One of my exes hates that I talk about him, and because we've recently become friends again, I told him that I would restrict discussions about our relationship to my journal.
Then I got to thinking...
He and I dated some time ago, and after not speaking to me for over a year, he apologized, and we became "friends" again. Months of checking up on each other, random conversations about future plans, and generally friendly things made me feel like everything with us was okay.
One day, while discussing love letters on Twitter, I mentioned that an ex once left a 4-page love letter on my car while I was in class. Of course, HE was the ex to whom I was referring. Two days later, he's upset and expressed that he thinks I'm making fun of him.

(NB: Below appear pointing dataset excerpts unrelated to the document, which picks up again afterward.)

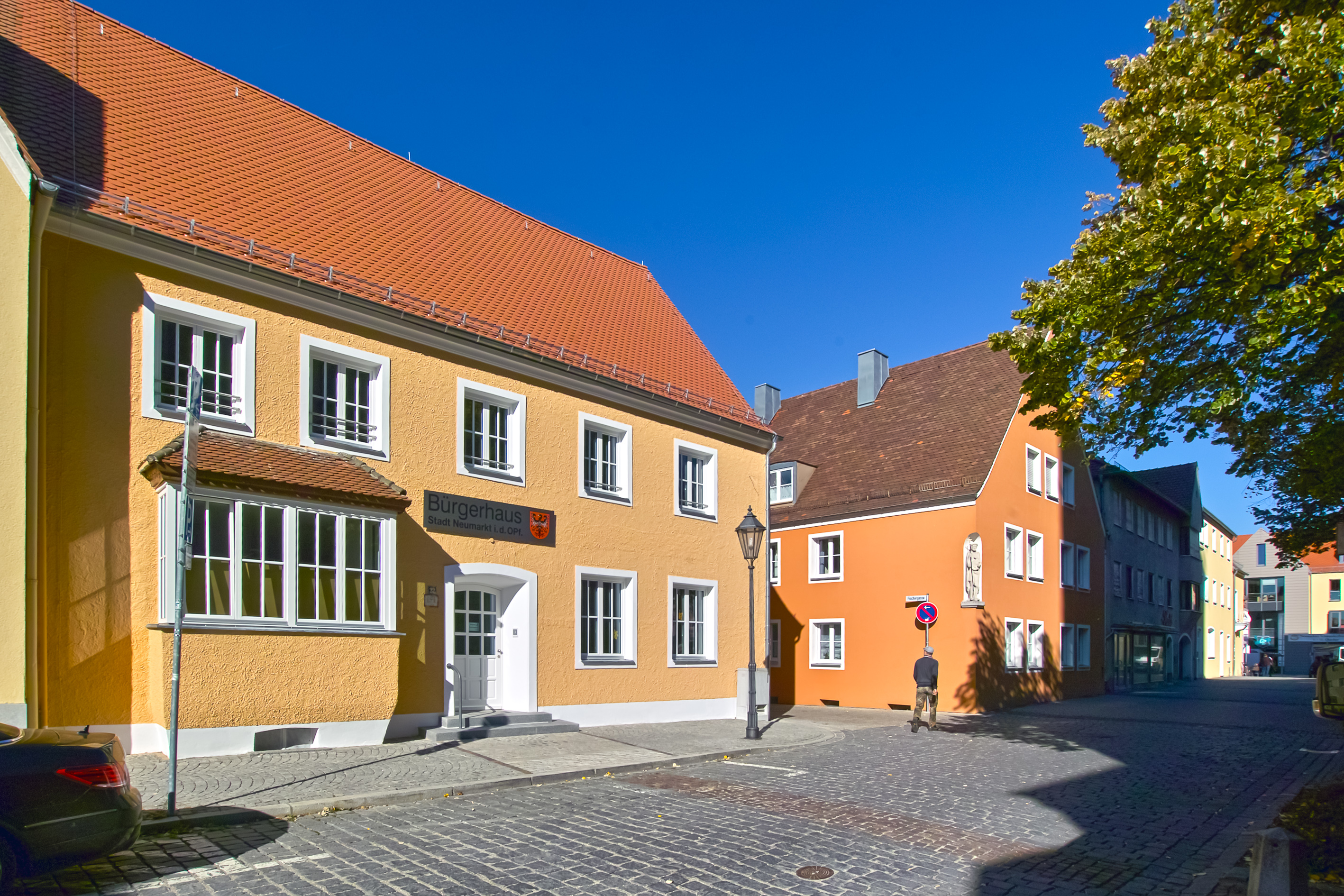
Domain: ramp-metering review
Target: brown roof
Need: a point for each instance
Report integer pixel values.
(240, 463)
(931, 439)
(150, 136)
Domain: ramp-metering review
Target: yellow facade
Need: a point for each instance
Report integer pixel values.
(102, 666)
(1222, 645)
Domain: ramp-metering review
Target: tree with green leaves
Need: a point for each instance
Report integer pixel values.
(1203, 299)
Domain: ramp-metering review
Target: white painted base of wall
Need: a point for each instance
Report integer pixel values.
(633, 714)
(226, 742)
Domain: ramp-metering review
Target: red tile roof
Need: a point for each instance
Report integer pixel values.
(240, 463)
(931, 439)
(184, 149)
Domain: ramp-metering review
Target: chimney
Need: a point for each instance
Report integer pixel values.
(767, 402)
(873, 374)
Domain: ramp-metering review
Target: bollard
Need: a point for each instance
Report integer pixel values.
(1279, 864)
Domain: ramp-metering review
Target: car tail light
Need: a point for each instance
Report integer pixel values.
(104, 776)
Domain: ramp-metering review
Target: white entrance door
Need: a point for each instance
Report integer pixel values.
(475, 648)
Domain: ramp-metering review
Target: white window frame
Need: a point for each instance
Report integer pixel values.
(815, 645)
(815, 557)
(712, 622)
(1015, 645)
(712, 481)
(624, 436)
(630, 582)
(1035, 645)
(379, 394)
(154, 311)
(1015, 545)
(168, 569)
(1035, 557)
(1034, 471)
(517, 439)
(1051, 477)
(1082, 647)
(1068, 647)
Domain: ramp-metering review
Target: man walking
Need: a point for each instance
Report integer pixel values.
(926, 688)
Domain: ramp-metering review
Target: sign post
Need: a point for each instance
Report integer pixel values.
(186, 519)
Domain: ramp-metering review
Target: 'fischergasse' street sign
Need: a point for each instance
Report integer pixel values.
(460, 515)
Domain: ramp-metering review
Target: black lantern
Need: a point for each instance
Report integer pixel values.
(750, 534)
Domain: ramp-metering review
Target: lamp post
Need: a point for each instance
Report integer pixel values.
(749, 535)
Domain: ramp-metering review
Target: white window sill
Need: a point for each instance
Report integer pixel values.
(198, 625)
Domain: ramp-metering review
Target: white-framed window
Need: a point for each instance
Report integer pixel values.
(1082, 579)
(605, 618)
(696, 481)
(827, 551)
(1034, 473)
(605, 460)
(491, 433)
(345, 402)
(1051, 480)
(1035, 557)
(693, 622)
(1015, 649)
(1082, 649)
(1014, 543)
(826, 644)
(273, 563)
(1035, 644)
(179, 336)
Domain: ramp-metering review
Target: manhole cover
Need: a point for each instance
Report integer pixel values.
(815, 872)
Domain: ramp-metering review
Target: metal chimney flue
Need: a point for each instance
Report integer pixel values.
(767, 402)
(873, 374)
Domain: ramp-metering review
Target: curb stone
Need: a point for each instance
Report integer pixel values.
(249, 814)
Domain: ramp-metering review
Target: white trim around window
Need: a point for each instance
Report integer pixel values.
(826, 557)
(693, 622)
(353, 410)
(263, 563)
(498, 433)
(163, 378)
(695, 481)
(607, 624)
(605, 460)
(826, 644)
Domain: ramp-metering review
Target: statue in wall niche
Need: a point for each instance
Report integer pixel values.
(972, 561)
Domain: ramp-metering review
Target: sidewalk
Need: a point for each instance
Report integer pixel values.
(303, 781)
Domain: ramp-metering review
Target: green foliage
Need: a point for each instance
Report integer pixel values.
(1205, 297)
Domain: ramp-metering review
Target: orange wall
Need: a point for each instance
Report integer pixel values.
(893, 557)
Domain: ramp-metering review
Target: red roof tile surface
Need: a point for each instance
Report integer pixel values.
(199, 152)
(931, 439)
(225, 460)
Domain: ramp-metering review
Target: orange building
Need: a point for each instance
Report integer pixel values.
(926, 484)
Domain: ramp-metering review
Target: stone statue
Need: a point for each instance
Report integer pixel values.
(972, 562)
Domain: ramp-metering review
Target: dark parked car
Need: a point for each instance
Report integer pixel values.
(65, 797)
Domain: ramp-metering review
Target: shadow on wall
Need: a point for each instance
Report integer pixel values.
(991, 686)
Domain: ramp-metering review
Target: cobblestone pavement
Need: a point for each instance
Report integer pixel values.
(1037, 801)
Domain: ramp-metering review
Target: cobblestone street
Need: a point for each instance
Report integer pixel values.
(1131, 795)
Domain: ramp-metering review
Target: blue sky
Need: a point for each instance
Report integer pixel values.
(805, 181)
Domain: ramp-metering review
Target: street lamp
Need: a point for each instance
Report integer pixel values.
(749, 535)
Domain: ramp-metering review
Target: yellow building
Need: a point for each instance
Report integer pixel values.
(1222, 608)
(453, 455)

He also feels that I hate him. I apologized for hurting his feelings, and I meant it, but there is no way I am going to refrain from ever discussing him.
Image: Walt Stoneburner via Flickr
Our relationship became a part of me. It affected me, and it always will, because it was such a huge aspect of my life. Why should I stop posting about something that has had such an impact, just to save someone else from being uncomfortable? When I decided to get into writing more, I knew that I would have to learn the balance between being open and keeping things inside. I told myself to not be afraid of writing exactly how I felt, even if it hurt sometimes. I am trying to learn to write my truth.
My truth is that nothing I write about that ex in particular comes from a place of bitterness, or hate. Do I sometimes wish I had been smarter in that relationship? Yes. Did he hurt me? Yes.
But do I hate him? No. Hate takes up all the space I have to love someone else. However, it doesn't change the affect being with him had on me. There are times that I am afraid that I will be foolish enough to be in that situation again. There are times that I fear letting someone in as much as I let him in. All the forgiveness in the world doesn't change the facts.
I refuse to censor myself because someone else can't take seeing it. This is my truth.